Abe told a press conference Friday that he will continue in his role until an as yet unknown successor is found, leading markets to speculate that an end of Abenomics could be near. The outgoing PM's 'three arrows' strategy of combining fiscal and monetary policies and structural economic reforms, aimed at reviving the fortunes of a long stagnating Japanese economy, was responsible for the lifting USD/JPY from 86 in January 2013 to 105 by year-end. However, some analysts are sceptical that a change of leadership will lead to a change of policy for a range of reasons and not least of all the economic turmoil kicked up by efforst to contain the coronavirus. 

"The outline of a new monetary policy strategy by Fed Chair Powell at Jackson Hole has helped fuel expectations of some additional monetary easing to back up the change in strategy.
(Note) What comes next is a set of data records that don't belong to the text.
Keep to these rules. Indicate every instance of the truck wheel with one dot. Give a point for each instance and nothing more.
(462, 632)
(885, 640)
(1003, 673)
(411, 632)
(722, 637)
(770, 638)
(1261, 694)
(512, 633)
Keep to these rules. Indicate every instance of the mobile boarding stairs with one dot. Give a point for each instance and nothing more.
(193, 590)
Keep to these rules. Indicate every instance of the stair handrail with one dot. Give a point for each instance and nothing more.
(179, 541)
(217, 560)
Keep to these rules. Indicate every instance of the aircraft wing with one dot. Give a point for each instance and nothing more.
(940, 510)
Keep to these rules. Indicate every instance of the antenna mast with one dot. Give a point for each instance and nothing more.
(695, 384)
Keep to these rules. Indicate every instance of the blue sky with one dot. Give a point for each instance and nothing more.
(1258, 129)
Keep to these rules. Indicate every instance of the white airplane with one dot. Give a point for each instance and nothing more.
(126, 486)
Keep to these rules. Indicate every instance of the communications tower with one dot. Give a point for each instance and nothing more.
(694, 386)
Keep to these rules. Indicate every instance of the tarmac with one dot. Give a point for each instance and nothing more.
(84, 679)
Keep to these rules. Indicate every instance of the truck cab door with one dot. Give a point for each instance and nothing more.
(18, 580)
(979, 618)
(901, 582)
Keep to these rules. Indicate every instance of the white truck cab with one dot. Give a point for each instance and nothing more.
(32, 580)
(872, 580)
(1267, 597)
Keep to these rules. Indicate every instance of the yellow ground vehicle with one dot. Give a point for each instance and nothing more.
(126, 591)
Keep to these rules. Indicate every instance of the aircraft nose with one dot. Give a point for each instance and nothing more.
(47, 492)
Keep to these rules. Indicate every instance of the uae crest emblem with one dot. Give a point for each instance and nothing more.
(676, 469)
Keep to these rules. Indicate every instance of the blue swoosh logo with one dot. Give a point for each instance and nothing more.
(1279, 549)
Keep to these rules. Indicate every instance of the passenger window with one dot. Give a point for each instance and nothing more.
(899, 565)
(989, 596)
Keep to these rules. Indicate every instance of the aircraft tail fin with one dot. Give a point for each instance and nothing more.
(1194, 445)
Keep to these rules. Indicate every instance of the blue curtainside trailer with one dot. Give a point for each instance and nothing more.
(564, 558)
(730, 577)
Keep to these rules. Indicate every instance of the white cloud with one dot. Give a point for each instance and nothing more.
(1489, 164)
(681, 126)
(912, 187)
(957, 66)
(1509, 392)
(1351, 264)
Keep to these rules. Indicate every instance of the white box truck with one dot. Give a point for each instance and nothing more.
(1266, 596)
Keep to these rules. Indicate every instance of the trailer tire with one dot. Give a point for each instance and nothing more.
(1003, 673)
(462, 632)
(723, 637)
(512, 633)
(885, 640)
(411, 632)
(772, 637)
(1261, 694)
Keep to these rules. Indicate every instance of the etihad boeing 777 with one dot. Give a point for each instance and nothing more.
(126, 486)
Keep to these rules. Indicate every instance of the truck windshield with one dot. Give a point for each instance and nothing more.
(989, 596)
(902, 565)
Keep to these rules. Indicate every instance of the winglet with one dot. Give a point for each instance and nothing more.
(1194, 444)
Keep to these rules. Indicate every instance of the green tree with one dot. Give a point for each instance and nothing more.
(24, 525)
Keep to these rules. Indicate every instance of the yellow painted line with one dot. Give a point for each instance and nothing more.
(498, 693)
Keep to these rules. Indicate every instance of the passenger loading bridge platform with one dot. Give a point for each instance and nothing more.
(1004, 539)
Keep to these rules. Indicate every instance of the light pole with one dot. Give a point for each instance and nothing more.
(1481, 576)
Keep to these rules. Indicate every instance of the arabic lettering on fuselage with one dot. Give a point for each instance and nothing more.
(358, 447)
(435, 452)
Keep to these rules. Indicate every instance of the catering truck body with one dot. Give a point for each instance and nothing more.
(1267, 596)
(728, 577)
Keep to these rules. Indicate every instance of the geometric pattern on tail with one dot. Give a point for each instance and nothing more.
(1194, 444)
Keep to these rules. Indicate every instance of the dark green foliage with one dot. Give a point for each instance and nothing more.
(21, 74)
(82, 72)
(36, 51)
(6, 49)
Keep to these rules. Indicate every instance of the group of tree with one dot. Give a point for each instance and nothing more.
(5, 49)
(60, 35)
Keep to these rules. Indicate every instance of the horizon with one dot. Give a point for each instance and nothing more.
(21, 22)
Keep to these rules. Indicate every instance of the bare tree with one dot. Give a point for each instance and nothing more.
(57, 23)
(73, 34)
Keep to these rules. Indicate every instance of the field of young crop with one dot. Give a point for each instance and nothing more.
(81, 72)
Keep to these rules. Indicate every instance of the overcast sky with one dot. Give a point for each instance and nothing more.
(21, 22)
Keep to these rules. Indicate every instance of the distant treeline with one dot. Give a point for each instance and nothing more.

Judging from the steepening of the yield curve in the US this week that policy shift will equate to action to reinforce ‘lower for longer’ even if/when inflation starts to pick up. That belief is set to keep short-end yields anchored and potentially drive real yields lower still," says Derek Halpenny, head of research, global markets EMEA and international securities at MUFG. "Questions over Abenomics in conjunction with the broader USD move leaves USD/JPY vulnerable to the downside over the short-term. However, it is the broader USD bearish view that will be most important in USD/JPY falling from here, not a shift in policy in Japan which we do not expect to be significant given the degree of progress made under Abenomics."      

Above: USD/JPY rate shown at monthly intervals.